Cell stiffness is regulated by dynamic interaction between ras-related C3 botulinum toxin substrate 1 (Rac1) and p21 protein-activated kinase 1 (PAK1) proteins, besides other biochemical and molecular regulators. In this study, we investigated how the Placental Growth Factor (PlGF) changes endometrial mechanics by modifying the actin cytoskeleton at the maternal interface. We explored the global effects of PlGF in endometrial stromal cells (EnSCs) using the concerted approach of proteomics, atomic force microscopy (AFM), and electrical impedance spectroscopy (EIS). Proteomic analysis shows PlGF upregulated RhoGTPases activating proteins and extracellular matrix organization-associated proteins in EnSCs. Rac1 and PAK1 transcript levels, activity, and actin polymerization were significantly increased with PlGF treatment.

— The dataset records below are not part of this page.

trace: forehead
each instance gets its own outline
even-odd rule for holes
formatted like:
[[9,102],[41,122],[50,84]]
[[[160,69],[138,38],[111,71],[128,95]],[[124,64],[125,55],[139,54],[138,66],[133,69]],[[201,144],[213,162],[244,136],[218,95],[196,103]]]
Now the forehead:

AFM further revealed an increase in cell stiffness with PlGF treatment. The additive effect of PlGF on actin polymerization was suppressed with siRNA-mediated inhibition of Rac1, PAK1, and WAVE2. Interestingly, the increase in cell stiffness by PlGF treatment was pharmacologically reversed with pravastatin, resulting in improved trophoblast cell invasion. Taken together, aberrant PlGF levels in the endometrium can contribute to an altered pre-pregnancy maternal microenvironment and offer a unifying explanation for the pathological changes observed in conditions such as pre-eclampsia (PE).

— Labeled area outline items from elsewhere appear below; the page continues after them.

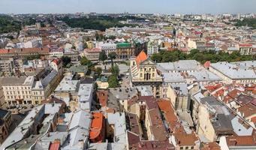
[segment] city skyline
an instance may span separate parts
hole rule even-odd
[[[250,14],[254,0],[2,0],[0,14],[66,14],[77,12],[131,14]],[[10,9],[12,8],[12,9]]]

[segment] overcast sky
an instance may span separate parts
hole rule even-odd
[[[0,0],[0,14],[256,14],[256,0]]]

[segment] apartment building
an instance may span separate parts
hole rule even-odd
[[[13,118],[11,112],[0,109],[0,146],[9,136],[12,122]]]
[[[14,58],[0,59],[0,71],[5,76],[11,76],[20,74],[22,71],[23,60]]]
[[[116,44],[117,58],[128,59],[134,55],[135,48],[128,43],[119,43]]]
[[[256,82],[255,66],[255,61],[221,62],[211,64],[209,70],[221,77],[225,83],[248,84]]]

Inhibition of P21-activated kinases 1 and 4 synergistically suppresses the growth of pancreatic cancer by stimulating anti-tumour immunity.

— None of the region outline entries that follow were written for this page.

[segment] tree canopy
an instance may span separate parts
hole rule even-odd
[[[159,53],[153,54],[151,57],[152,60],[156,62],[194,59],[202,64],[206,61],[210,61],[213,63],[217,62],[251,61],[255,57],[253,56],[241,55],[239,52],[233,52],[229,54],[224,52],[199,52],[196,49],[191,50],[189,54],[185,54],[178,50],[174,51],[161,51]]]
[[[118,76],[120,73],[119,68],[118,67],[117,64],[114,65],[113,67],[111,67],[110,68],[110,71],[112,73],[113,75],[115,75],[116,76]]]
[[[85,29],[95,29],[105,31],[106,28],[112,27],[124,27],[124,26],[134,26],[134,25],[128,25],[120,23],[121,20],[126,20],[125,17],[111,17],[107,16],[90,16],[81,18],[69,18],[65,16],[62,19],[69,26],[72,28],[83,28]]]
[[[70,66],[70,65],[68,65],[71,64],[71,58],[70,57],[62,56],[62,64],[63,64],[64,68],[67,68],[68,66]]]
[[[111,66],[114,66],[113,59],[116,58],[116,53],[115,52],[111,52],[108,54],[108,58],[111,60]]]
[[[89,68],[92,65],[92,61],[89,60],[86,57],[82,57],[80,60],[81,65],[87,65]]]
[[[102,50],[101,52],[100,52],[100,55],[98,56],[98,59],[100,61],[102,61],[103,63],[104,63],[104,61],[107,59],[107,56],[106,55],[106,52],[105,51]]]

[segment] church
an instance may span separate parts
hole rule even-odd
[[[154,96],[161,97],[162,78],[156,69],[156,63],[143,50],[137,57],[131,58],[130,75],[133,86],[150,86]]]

BACKGROUND: Pancreatic ductal adenocarcinoma (PDA) is one of the most lethal types of cancer, and KRAS oncogene occurs in over 90% of cases. P21-activated kinases (PAK), containing six members (PAK1 to 6), function downstream of KRAS. PAK1 and PAK4 play important roles in carcinogenesis, but their combinational effect remains unknown. In this study, we have determined the effect of dual inhibition of PAK1 and PAK4 in PDA progression using knockout (KO) cancer cell lines. METHODS: Murine wild-type (WT) and PAK1KO pancreatic cancer cell lines were isolated from PAK1+/+ and PAK1-/- KPC (LSL-KrasG12D/+; LSL-Trp53 R172H/+; Pdx-1-Cre) mice. KPC PAK4KO and KPC PAK1&4 KO cell lines were generated from KPC WT and KPC PAK1KO cell lines respectively using the CRISPR-CAS9 gene knockout technique. PAK WT and KO cell lines were used in mouse models of pancreatic tumours. Cells and tumour tissue were also used in flow cytometry and proteomic studies. A human PDA tissue microarray was stained by immunohistochemistry. RESULTS: Double knock out of PAK1 and PAK4 caused complete regression of tumour in a syngeneic mouse model. PAK4KO inhibited tumour growth by stimulating a rapid increase of cytotoxic CD8+ T cell infiltration. PAK1KO synergistically with PAK4KO increased cytotoxic CD8+ T cell infiltration and stimulated a sustained infiltration of CD8+ T cells at a later phase to overcome the immune evasion in the PAK4KO tumour. The human PDA tissue microarray study showed the important role of PAK1 and PAK4 in intra-tumoral T-cell function. CONCLUSION: Our results demonstrated that dual inhibition of PAK1 and PAK4 synergistically suppressed PDA progression by stimulating cytotoxic CD8 + T cell response.